New Dragons Discovered in the Andes
—headline about wood lizards, from BBC.com
Surely their faces must register the shock
when pale creatures stumble
in their general direction—
bi-pedaled, thin-skinned,
wrapped in pocketed fabrics,
carrying dark boxes that flicker like rifles
but make little sound, sting no corners of flesh,
the fires they belch, this time, harmless.

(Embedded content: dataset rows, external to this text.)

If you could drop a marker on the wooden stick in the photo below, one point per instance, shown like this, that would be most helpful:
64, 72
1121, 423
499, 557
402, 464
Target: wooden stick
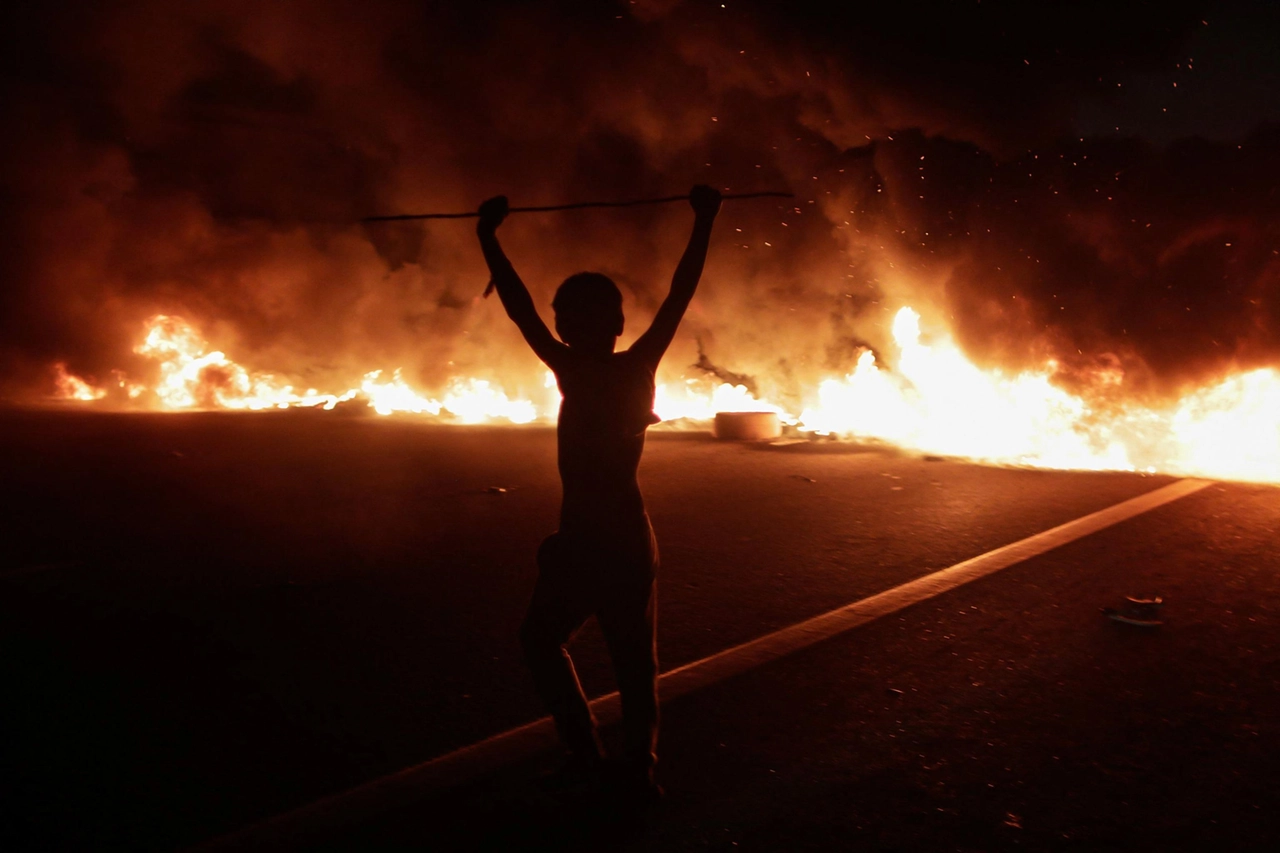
579, 205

Of course they sense the cruel potential
in those with sunken eyes and flexible digits
that stretch to reach whatever they wish
to seize, unaccustomed as they are
to denial; their poor hearts shrink
to the size of a coffee bean at the whisper
of “no.” Beneath a sun gone ghostly
at these arid heights, the dragon turns
his head with something akin to slow
deliberation towards humans who scribble
or peck against plastic screens.
They do nothing more, do not grab or lay open
square cages with hair-trigger traps.
They snapshot. They record. They step back
a slow pace or two, stand like trees long used
to this atmosphere. Soon enough, things will change.
For now, a strange calm descends,
the likes of which none here have seen before.
by Jo Angela Edwins
Editor’s note: The meeting of human and animal is not always copacetic. This poem imagines the meeting from the dragon’s point of view, with uneasy deliberation.